I had a major moment yesterday where I was convinced the day was Friday when it was Thursday. So, I spaced posting a recipe to my blog. I hope today makes up for it.
I remember driving up the canyons in the early spring, packed in my parents' white Ford van with my siblings. The trees were bare, the ground still covered with patches of snow. The tag end of winter lingered. But in the streams were patches of emerald green. My dad would pull over and send some brave soul out to pluck a few handfuls of the green plants. Crisp, cold, and slightly peppery, the leaves tasted of spring.
Watercress is available in grocery stores. Look for it in the produce section.

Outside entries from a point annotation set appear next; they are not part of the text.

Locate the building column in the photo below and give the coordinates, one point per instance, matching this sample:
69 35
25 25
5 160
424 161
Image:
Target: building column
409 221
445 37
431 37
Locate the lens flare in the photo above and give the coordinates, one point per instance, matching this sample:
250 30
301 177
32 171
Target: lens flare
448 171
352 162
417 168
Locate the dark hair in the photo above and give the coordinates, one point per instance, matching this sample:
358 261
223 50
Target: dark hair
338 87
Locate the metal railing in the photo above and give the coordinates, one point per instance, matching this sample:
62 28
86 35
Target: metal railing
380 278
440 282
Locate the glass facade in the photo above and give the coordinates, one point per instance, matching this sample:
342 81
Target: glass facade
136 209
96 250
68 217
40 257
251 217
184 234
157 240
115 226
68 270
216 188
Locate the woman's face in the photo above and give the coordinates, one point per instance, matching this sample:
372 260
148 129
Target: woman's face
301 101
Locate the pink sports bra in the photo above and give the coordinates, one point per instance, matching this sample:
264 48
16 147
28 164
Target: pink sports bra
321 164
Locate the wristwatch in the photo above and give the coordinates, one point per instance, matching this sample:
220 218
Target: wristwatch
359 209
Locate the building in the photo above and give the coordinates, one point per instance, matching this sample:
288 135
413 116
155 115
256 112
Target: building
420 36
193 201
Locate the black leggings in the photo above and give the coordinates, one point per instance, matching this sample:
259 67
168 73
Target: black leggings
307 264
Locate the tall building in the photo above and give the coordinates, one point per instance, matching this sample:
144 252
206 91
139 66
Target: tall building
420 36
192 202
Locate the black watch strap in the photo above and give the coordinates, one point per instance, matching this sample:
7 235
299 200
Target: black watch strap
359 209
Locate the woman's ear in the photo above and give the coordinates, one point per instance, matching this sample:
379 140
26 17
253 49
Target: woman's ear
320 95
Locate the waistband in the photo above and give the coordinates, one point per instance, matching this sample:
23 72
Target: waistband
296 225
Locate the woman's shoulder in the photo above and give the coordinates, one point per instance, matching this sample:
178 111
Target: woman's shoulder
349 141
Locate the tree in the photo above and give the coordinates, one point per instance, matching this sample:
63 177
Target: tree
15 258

It comes bundled with roots attached. Wrap it well in a plastic bag and store it in the refrigerator for 2-4 days. If it wilts, add a couple tablespoons of cold water to the roots and let it sit for an hour or two. Don't remove the leaves from the roots until just before you serve it.
Watercress tastes similar to radishes except not so sharp. If you've ever had nasturtium leaves, they taste very similar. (My dad loves to garden and experiment. I've grown and eaten vegetables that most people have never heard of. My mom had to figure out how to cook those oddities. I thank them both for giving me adventurous taste buds.)
To use watercress, pick the leaves from the roots, rinse well in cold water. Add it to salads or sandwiches, or just munch on it plain. Watercress is high in vitamin C and other antioxidants.
And it reminds me that winter really is ending and spring is almost here.